Shepherdstown is often designated the oldest town in West Virginia—some thirty-odd years older than the nation itself. High Street is considered to be the oldest street in town—used by pioneers crossing the Potomac River at Pack Horse Ford when they came up over the bluffs to the town—and on it sits a building named the Catherine Weltzheimer House, a.k.a., The Yellow House, circa 1817.
The Yellow House is considered to be one of the oldest houses in Shepherdstown. Adam Myers erected a house in that location in 1802. At that time, High Street was more important than German Street (Shepherdstown’s current main street). Myers and his wife Elizabeth sold the property to Weltzheimer in 1815.

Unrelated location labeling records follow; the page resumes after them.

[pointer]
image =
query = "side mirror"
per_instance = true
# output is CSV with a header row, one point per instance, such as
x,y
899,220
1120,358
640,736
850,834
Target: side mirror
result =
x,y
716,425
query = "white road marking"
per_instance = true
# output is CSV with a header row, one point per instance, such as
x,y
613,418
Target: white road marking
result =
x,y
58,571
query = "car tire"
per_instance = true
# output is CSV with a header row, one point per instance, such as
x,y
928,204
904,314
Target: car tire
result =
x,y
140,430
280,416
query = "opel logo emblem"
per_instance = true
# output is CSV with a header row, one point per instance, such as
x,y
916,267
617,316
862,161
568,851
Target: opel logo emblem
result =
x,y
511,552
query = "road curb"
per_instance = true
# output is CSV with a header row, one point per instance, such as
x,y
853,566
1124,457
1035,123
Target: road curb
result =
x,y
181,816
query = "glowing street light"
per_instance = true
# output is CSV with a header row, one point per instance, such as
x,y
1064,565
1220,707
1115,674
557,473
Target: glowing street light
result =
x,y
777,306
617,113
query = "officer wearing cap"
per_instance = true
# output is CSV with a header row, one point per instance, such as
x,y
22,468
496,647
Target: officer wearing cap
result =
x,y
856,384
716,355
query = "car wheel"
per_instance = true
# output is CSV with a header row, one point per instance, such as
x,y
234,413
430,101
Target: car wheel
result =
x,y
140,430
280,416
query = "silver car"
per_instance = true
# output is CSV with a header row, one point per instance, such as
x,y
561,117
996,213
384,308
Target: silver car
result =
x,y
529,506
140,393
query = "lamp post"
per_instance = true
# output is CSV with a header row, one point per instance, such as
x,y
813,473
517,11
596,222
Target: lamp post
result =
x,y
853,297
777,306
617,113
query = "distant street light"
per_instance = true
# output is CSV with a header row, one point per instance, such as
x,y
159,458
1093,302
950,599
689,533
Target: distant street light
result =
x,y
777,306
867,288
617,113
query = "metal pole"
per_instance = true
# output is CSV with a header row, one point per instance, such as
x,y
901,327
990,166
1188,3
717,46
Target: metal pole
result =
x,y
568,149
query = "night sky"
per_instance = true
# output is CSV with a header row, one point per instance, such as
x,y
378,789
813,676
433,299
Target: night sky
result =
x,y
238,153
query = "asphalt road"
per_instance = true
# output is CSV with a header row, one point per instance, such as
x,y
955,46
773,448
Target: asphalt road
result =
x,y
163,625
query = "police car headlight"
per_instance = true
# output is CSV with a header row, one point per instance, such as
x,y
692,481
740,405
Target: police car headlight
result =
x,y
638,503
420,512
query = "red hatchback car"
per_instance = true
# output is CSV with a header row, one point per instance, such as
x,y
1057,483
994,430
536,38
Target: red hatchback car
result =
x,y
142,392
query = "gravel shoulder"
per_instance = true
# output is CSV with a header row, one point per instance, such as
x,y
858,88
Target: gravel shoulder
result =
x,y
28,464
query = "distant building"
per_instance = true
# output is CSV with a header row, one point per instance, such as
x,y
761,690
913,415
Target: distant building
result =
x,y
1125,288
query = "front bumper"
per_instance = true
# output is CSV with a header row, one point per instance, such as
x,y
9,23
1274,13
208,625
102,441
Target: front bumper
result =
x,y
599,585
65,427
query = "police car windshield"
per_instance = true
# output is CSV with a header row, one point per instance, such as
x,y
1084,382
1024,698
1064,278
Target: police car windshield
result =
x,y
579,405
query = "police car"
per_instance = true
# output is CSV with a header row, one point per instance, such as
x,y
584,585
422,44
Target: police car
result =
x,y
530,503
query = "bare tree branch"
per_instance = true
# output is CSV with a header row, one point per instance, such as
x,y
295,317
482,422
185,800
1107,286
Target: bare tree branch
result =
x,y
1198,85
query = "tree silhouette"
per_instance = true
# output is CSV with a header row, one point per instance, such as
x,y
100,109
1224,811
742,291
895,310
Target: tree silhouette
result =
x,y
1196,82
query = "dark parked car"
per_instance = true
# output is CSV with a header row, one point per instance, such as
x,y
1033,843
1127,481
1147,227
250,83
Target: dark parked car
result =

Catherine Weltzheimer was born in 1765 and died September 23, 1823, at the age of 58. She married Frederick Weltzheimer, and together they owned and operated the Weltzheimer Tavern on North Princess Street in Shepherdstown, as early as 1795. Catherine continued to live in the Yellow House and operate the Tavern after her husband’s death in 1806. When she died 17 years later, she was a successful businesswoman with considerable property. Catherine is buried in Shepherdstown’s Lutheran Cemetery.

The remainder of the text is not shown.